Lecture 15: Osteomyletitis Flashcards
1
Q
Pathogenesis of osteomyletitis?
A
- Bacteria infect bone
- Leukocytes infiltrate site and fight bacteria
- Inflammation and formation of pus
- Devascularisation, dead bone, abscess
- Bacteria might invade bone cells and evade immune response and drugs (possible chronic osteomyelitis)
- Bacteria might spread to joint –> septic arthritis
2
Q
Risk groups for osteomyletitis?
A
- Diabetics with foot ulcers
- Patients with infections following trauma, bone surgery, joint replacement
- Root canal treatment
- Patients with skin and soft tissue infections
- Children with chicken pox infection (infrequent)
3
Q
Pathogens causing osteomyletitis?
A
- Staph aureus (most common cause 80%)
- Strep pyogenes
- group B strep
- Coagulase negative staphlococci
- Hemophilus influenzae
- Enterobacter spp.
4
Q
Diagnosis?
A
- Radiology
- Bone biopsy
- Blood sample
5
Q
Staph aureus
A
- Oppoturnistic (doesnt always cause infection) 20% asymptomatic carriers with it in anterior nares
- Human - human transmission
- Causes SSTI, toxic shock, invasive disease and more
- major hospital aquired infection
6
Q
How can S. areus cause infection?
A
- Break in skin
- Hair follicles
7
Q
3 general types of virulence factors?
A
- Adhesins
- Immune evasion factors
- Spreading factors
8
Q
Staph spreading factors?
A
- Staphlokinase: causes fibrinolysis
- Lipases
- DNases
- Cytolysins: destroy epithelial cells
9
Q
Immune evasion factors? (5)
A
- Cytolysins
- Capsule (prevents opsonisation with C3b or Ig and phagocytosis
- Slime laye, Extracellular polysacharide
- Protein A: binds IgG in wrong orientation
- Cell bound coagulase: clumping factor (camo)
10
Q
What are superantigens?
A
- Family of heat-resistant proteins that are highly potent T cell mitogens
- This triggers massive ammounts of pro-inflam cytokines which creates “noise”

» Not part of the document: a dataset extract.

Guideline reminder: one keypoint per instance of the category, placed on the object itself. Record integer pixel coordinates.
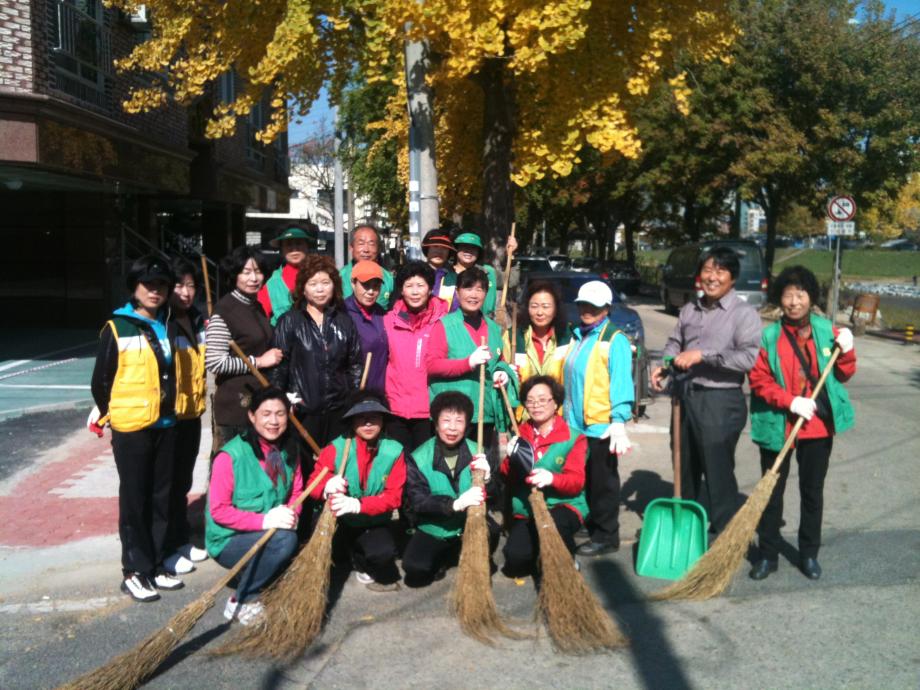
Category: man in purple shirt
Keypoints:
(714, 345)
(367, 315)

- Synergustic effect with endotoxin
- systemic inflammation with tissue destruction, vascular leakage, multiorgan failure, toxic shock
11
Q
Therapy for staph aureus infection?
A
- Methicillin however 30% MRSA
- Vancomycin last option for MRSA
- possible surgical debridement
12
Q
How is staph aureus resistant to penicillin (beta-lactam antibiotics)?
A
-Beta-lactamases that break down the antibiotics e.g penicillinase, cephlasporinase, carbapenemase
13
Q
What to do about beta-lactamases?
A
- Methicillin (derivitive from penicillin) not really used though as toxic
- Clinical use Oxacillin, flucloxacillin … these cant be destroyed
- OR can combine penicillin with beta -lactamase inhibitor OR a penicllin with b-lactamase inhibitor e.g amoxycillin + clavulanic acid= AUGMENTIN
14
Q
Other common staph aureus infections?
A
- Impetigo/pyoderma: prevent with good hygiene, treat with soap water, topical antibiotics/ointments (mupirocin)
- Folliculitis, can lead to a boil (furuncle) leading to a carbuncle which ca leads to systemic spread. Treat with antibiotic creams , flucloxacillin, augmentin
- Cellulitis: dermis/subcutaneous tissue. Area tender warm, eryhtematous, no sharp demarcation
- Septic arthitis, IV antibiotics, analgesia, aspiration
- Acute infectious endocarditis. Chronic or subacute streptococci
- Bacterial pneumonia called necrotizing, staph pnemuoniae more common
15
Q
Staphyloccal scalded skin syndrome
A
Affects neonates, formation of large cutaneous blisters due to exfoliative toxins.